Ray vê Claire e vai atrás dela, mais ou menos como tinha ido – quer dizer, não, não, iria atrás dela, no futuro, daí a dois anos, em Manhattan em 2008. E Ray persegue Claire, e finalmente ficam diante um do outro – e Ray cobra dela a grande sacanagem que ela tinha feito em Dubai. Ele diz que os dois se conheceram no coquetel de 4 de julho, ela o seduziu, o levou pra cama, o dopou e roubou um documento importantíssimo dele. Mas ela faz que não se lembra de nada, de absolutamente nada.

         A trama é inteligente, gostosa, vai envolvendo o espectador

Daí para a frente, vamos acompanhar as ações de espionagem e contra-espionagem industrial nos dias de hoje, tempo atual 2008, com algumas voltas ao passado, sempre com legendas para nos esclarecer as épocas, e as voltas vão sendo ao passado cada vez mais recente – em Roma foi dois anos atrás, depois veremos 18 meses atrás, depois 12 meses, cada vez mais rumo ao presente.

aduplicidade2É bem menos complexo do que parece, ou pode parecer, ou eu quis dar a entender que é. É uma trama de fato inteligente, gostosa, bem desenvolvida, e o embate eterno dos personagens centrais, que lembra, sim, A Honra do Poderoso Prizzi, e também as peripécias da boa dupla Bruce Willis-Cybill Shepherd em A Gata e o Rato/Moonlightning, é bem conduzido. O casal de astros – que já havia feito junto o dramão Perto Demais/Closer, de Mike Nichols – está bem, tem o que chamam de química; os dois conseguem nos botar em dúvida, ao terem eles mesmos suas dúvidas ao longo do caminho: afinal, há gato e rato? quem é o gato e quem é o rato?  

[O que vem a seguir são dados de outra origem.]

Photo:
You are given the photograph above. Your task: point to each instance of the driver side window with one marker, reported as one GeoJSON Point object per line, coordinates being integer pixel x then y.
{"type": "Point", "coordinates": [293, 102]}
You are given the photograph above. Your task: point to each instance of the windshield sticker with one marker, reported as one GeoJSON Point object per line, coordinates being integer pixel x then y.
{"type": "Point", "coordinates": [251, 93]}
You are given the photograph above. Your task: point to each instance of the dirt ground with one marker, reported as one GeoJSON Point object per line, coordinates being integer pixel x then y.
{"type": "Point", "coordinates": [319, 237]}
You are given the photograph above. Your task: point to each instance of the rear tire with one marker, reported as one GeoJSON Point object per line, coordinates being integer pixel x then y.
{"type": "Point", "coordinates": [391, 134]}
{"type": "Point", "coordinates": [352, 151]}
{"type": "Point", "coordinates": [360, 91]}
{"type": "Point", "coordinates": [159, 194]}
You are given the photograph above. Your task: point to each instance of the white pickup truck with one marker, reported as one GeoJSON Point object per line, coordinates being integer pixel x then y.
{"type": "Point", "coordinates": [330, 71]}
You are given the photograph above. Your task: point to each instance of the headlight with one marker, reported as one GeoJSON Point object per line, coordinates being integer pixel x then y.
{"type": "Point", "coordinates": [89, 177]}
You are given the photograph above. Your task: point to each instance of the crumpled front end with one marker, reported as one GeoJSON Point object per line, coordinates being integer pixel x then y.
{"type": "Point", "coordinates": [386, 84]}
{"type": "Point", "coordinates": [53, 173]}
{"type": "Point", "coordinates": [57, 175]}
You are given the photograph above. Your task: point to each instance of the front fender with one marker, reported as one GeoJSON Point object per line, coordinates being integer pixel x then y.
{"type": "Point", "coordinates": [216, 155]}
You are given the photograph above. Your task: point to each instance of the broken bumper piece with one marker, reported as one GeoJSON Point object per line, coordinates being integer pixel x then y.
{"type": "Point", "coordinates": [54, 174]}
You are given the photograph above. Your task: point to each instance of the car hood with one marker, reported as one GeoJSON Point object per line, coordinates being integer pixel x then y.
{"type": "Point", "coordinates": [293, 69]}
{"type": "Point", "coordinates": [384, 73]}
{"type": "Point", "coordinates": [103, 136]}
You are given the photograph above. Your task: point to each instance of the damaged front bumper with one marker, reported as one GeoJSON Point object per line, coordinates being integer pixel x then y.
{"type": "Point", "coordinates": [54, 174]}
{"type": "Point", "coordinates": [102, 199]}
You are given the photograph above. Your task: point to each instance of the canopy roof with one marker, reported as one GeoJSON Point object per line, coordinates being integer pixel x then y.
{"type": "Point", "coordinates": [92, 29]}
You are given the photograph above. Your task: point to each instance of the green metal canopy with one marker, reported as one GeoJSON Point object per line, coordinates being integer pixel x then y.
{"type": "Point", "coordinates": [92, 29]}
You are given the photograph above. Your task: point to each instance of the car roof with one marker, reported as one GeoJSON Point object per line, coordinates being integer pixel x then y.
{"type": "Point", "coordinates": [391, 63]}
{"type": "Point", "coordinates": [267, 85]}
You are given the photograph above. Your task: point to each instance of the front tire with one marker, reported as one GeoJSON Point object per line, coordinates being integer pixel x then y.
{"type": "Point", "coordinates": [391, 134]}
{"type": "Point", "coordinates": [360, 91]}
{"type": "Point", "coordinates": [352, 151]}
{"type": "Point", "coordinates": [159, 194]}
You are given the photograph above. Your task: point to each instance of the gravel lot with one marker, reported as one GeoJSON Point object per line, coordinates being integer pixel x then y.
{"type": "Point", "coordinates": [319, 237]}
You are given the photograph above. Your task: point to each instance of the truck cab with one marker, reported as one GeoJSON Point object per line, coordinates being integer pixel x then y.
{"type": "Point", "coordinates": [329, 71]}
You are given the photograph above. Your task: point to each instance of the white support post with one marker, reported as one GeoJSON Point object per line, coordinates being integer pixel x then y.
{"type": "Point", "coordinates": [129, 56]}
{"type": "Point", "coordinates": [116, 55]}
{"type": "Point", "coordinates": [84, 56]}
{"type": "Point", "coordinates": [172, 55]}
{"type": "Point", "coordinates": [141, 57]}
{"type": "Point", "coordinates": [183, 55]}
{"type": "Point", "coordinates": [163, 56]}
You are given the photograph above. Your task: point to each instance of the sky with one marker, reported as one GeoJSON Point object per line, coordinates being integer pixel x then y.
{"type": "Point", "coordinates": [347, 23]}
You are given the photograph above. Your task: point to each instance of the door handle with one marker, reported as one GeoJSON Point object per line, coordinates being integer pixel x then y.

Confesso que logo no começo do filme fiquei um tanto com o pé atrás, achando que era uma daquelas tramas que eu chamo de “Essa regra cada vez mais comum segundo a qual Podendo-Complicar-a-Narrativa,-Por-que-Simplificar?” Depois fui, sem perceber, entrando na brincadeira, e me divertindo. Até porque o pano de fundo, a coisa da espionagem e contra-espionagem corporativa, feita por gente que antes trabalhava para governo, é colocada de uma maneira muito boa, muito engraçada – Paul Giamatti está ótimo, num papel propositadamente exagerado, over.

E o final é um brilho.

         O filme virou caso exemplar: Hollywood, you’ve got a problem

Mas aí, filme terminado, diversão divertida, lembrei da matéria assinada por Brooks Barnes, do New York Times, que O Globo publicou outro dia (30/8/2009) com o título e o olho que explicam muito: “Estrelas não garantem mais a venda de ingressos de filmes de Hollywood – Filmes com grandes astros tiveram estréias decepcionantes em 2009”. O caso deste Duplicidade aqui é um dos citados no texto. Diz a reportagem que as estrelas do primeiro time de Hollyood hoje – Denzel Washington, Julia Roberts, Eddie Murphy, John Travolta, Russell Crowne, Tom Hanks – não têm mais a capacidade de lotar os cinemas nos fins de semana de estréia nos Estados Unidos.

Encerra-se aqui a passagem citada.